None of these is ready for prime-time. The best vaccine candidates so far are only half-way effective.
Fewer deaths, but do we know why?
Video of a malaria parasite inside a red blood cell:
Still, there's certainly been progress when it comes to saving lives. Ten traditionally malaria-infested countries (mostly in Asia) should eliminate malaria deaths by 2015, says David Brandling-Bennet, chief of malaria programs at the Gates Foundation:
"We are making progress, especially toward getting better control of malaria around the world, including in Africa. And this is first time we have seen high-level control of malaria in a number of African countries," he says.
The question remains, What factors are driving malaria away? What's causing the success?
As Tom writes on the Humanosphere blog, nobody can say for sure what's making the biggest difference:
Part of the problem with estimating success in combating malaria comes from the difficulty in accurately identifying the disease burden.
Malaria is often not diagnosed or misdiagnosed, especially in poor countries, because its symptoms are somewhat generic – fever, fatigue — and most of its fatal victims are children in poor communities where health services, let alone data collection, are poor or non-existent.
Factors include: the the bed-nets, insecticides, and medications mentioned above. But there's also a natural cycle to malaria, climate change, and the strange disappearance of mosquitoes in east Africa (it appears nobody knows why they're disappearing).
The malaria life cycle in man and mosquito:
Of course we want to get rid of malaria -- don't we?
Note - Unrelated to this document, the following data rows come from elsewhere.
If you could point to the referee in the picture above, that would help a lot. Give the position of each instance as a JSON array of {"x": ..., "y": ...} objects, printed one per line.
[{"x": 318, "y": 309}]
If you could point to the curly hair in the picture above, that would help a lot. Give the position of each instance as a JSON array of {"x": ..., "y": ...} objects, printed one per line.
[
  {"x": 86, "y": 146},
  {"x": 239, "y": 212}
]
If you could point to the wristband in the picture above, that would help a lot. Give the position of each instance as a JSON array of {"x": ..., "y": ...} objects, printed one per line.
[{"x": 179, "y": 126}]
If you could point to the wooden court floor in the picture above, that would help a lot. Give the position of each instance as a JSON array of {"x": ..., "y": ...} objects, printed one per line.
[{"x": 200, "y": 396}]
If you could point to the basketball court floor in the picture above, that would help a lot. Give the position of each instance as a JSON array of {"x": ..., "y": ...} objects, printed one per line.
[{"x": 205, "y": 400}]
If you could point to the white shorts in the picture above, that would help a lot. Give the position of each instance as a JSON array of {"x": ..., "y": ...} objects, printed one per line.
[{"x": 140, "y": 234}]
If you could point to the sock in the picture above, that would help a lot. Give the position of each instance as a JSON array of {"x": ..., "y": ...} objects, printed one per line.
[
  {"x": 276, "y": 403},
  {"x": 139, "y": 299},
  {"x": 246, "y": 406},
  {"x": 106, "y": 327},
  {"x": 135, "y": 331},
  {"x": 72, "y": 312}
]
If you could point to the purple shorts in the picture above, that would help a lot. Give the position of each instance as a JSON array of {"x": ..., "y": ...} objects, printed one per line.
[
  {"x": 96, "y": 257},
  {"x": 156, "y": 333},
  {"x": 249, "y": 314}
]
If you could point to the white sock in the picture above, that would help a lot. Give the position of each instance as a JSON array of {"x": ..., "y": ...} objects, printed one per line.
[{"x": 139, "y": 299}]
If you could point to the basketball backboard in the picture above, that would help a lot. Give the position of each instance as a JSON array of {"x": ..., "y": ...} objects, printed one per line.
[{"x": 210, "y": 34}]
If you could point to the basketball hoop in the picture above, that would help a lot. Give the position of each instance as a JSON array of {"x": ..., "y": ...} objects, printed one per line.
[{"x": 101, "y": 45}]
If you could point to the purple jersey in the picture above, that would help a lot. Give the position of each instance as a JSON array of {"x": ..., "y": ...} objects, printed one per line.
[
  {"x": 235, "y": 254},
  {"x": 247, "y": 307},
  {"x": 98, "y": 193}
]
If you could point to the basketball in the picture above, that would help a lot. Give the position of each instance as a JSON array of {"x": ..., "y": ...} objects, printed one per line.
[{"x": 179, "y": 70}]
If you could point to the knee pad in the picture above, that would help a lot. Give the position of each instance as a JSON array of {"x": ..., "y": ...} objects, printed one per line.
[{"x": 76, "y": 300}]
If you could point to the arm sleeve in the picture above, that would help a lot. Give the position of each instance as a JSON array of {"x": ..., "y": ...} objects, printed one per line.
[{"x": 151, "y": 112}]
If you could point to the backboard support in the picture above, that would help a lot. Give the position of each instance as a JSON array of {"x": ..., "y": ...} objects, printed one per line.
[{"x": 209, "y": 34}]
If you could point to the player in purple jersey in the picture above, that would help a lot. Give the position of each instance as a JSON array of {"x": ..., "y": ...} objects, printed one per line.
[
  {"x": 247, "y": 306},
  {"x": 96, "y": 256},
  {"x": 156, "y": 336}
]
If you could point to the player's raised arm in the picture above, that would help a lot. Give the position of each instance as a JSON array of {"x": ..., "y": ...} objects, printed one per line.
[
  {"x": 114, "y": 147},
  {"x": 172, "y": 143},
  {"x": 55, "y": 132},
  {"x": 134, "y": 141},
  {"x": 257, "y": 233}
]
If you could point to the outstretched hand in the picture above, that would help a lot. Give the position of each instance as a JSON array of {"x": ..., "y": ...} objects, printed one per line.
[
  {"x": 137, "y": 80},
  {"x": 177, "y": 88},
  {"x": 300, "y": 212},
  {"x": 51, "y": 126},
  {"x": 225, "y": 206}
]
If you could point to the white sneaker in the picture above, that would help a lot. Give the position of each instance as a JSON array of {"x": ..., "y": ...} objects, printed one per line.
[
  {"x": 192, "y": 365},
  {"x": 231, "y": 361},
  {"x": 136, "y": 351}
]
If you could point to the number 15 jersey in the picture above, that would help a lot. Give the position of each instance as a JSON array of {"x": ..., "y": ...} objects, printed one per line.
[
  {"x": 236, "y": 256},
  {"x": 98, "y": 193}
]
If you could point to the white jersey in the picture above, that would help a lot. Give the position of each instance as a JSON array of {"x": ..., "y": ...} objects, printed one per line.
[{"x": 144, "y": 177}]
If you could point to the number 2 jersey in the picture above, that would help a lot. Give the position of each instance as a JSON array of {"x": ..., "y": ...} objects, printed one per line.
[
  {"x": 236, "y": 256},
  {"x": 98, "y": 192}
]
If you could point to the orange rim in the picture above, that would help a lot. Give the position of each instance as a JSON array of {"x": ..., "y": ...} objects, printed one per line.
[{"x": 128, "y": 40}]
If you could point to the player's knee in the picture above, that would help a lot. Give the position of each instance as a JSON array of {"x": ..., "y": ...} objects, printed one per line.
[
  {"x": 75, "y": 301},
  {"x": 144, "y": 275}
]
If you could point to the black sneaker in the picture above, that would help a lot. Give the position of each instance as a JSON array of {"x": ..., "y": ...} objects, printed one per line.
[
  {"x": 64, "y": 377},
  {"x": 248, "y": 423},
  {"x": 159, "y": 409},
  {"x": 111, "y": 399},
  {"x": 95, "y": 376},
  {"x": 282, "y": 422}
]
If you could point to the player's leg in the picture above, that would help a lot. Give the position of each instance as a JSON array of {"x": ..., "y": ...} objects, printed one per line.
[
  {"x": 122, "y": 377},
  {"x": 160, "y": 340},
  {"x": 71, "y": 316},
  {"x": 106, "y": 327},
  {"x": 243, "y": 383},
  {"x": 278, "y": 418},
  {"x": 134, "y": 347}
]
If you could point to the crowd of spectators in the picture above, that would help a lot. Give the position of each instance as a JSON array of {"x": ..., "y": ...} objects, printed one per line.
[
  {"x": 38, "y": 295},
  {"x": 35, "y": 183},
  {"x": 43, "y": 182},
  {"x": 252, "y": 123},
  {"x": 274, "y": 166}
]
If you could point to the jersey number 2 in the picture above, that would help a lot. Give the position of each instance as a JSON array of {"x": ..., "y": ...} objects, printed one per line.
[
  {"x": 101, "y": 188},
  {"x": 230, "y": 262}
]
This is an odd part of the discussion. Malaria was eliminated from the United States and many other countries, long ago. But, Tom notes, the goal of "eradicating" malaria from Earth is actually controversial.
The problem ... isn’t the sentiment. Everyone would like to see malaria go the way of smallpox. The problem is that if eradication fails, again, many are concerned the more modest but life-saving efforts aimed at controlling the disease will be abandoned, again.
One reason is that so many of the most malaria-infested countries (in sub-Saharan Africa) have poor health systems, in general. Those shortcomings have undermined many previous malaria efforts. The parasite might seem to be gone, but if it's persisting at low levels, then it tends to flare up again when the world moves on to other problems.
So, it's a noble goal to declare "we will eradicate malaria," but people might potentially be better off with a campaign that says "we will keep malaria under control."